Saturday, January 7, 2012

The GOP’s Big Lie on Obama and jobs

The GOP’s Big Lie on Obama and jobs

In the wake of today’s better-than-expected jobs report, Newt Gingrich has now released a statement bashing Obama for failing on the economy. He did this by echoing Mitt Romney’s favorite Big Lie — i.e., that the way to evaluate the success or failure of Obama’s jobs policies is to look at how many net jobs have been created or lost since he took office:
“Three full years into the Obama presidency, and there are still 1.7 million fewer Americans going to work today than there were on Obama’s Inauguration Day.
“Today’s new December unemployment figure doesn’t capture the full scale of the tragedy: almost 24 million Americans still unemployed, working part-time for economic reasons, or discouraged from looking for work.
“The Obama experiment has failed, and it is time to look to proven solutions that have successfully empowered job-creators in the past...”
It’s actually a good thing that Gingrich did this, because it perfectly reveals the reason the Republican presidential hopefuls are insisting on using the “net” jobs metric: It’s the only way they can continue to attack Obama as a job destroyer, even as jobs continue to be created on his watch.
Again: Romney, and now Gingrich, are basing their case that Obama has failed on the economy — and worse, that Obama has actually destroyed jobs — on the assertion that overall, jobs have been lost on Obama’s watch.

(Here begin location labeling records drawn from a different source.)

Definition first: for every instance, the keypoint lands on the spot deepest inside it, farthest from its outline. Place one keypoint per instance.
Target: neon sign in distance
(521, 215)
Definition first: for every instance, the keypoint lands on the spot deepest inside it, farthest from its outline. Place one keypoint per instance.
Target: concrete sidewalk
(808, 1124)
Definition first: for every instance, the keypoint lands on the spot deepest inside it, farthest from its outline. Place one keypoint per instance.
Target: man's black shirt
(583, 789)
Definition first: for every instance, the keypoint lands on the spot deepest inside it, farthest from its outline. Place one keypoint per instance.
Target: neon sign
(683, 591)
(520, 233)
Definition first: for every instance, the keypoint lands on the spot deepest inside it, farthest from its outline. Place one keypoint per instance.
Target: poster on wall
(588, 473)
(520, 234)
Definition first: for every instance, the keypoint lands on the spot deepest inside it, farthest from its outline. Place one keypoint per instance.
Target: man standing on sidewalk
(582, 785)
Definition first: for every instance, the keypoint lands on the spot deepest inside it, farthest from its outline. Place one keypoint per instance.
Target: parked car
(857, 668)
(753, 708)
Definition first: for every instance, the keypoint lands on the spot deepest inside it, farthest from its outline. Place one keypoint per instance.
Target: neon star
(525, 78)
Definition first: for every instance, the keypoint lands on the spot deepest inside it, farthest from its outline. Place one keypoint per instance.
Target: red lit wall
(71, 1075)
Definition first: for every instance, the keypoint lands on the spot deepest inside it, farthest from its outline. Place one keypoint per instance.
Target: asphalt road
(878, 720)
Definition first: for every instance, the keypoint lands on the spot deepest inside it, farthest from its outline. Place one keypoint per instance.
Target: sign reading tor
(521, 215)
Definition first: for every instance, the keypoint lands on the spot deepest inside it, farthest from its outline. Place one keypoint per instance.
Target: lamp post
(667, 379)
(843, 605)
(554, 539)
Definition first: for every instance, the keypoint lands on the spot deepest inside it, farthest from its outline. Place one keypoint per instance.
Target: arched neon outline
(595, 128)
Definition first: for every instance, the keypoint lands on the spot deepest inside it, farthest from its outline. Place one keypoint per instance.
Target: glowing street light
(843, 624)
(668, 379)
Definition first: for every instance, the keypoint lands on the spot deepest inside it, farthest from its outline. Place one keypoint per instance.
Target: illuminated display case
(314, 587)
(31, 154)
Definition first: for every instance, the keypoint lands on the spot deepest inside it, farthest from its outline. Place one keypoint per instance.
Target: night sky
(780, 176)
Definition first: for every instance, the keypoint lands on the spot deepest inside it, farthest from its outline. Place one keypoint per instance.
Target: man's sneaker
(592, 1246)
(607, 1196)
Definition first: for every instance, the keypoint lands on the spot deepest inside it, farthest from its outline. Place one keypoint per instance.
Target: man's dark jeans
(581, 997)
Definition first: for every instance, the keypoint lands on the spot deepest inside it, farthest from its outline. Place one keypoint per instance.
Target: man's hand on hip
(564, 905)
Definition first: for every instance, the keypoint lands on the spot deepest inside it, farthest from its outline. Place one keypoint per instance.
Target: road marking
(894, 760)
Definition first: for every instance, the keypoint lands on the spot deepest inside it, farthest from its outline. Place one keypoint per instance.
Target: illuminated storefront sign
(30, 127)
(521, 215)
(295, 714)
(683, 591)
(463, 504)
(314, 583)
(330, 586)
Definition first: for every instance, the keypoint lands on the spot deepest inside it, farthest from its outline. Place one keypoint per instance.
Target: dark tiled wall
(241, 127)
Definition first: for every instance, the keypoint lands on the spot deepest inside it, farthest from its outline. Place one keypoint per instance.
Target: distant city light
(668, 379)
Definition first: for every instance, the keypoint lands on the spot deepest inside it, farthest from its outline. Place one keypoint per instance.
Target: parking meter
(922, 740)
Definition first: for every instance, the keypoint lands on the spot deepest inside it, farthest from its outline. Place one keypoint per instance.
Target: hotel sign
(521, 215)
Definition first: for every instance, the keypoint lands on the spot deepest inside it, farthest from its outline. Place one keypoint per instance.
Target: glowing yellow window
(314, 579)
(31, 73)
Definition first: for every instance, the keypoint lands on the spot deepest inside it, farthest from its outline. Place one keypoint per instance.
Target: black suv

Gingrich is claiming that this metric proves that “the Obama experiment has failed.” In other words, like Romney, he is claiming that this metric proves that Obama’s policies have failed.
But they reach this conclusion by factoring in the hundreds and hundreds of thousands of jobs that the free-falling economy continued to shed in the months that passed after Obama took office but before his stimulus took effect. Indeed Gingrich is quite explicit about this, defining his metric as a comparison between how many Americans are going to work today versus how many went to work at the time of Obama’s inauguration.
Though today’s numbers are cause for cautious optimism, there’s no denying that jobs have not been created as fast as we would like on Obama’s watch. But come on — the citation of jobs lost before Obama’s policies passed as evidence that those policies were a failure is just ludicrously, cosmically absurd, and should not be allowed to stand.
This claim is absolutely central to the entire case the GOP candidates are making — and will continue to make — against Obama’s reelection. As Gingrich’s statement today neatly reveals, it is the only way they can continue claiming that Obama is a destroyer of jobs even as jobs continue to be created. Put more simply, it is the only way they can continue to claim Obama has failed on the economy, even as the private sector has created jobs for over 20 months straight at this point.
And this claim is only spreading. So at some point news outlets are simply going to have to press the GOP candidates to justify it. Right?
UPDATE: And right on cue, Romney repeats the claim again in a statement:
“Of course it is good news fewer Americans are out of work, but thirty-five consecutive months of unemployment above 8 percent is no cause for celebration. Under President Obama, we have lost 1.7 million jobs — America deserves better. Eventually our economy will recover, America always does. But President Obama’s policies have slowed the recovery and created misery for 24 million Americans who are unemployed, or stuck in part-time jobs when what they really want is full-time work. As President, I will refuse to accept high unemployment as the ‘new normal’ for our economy.”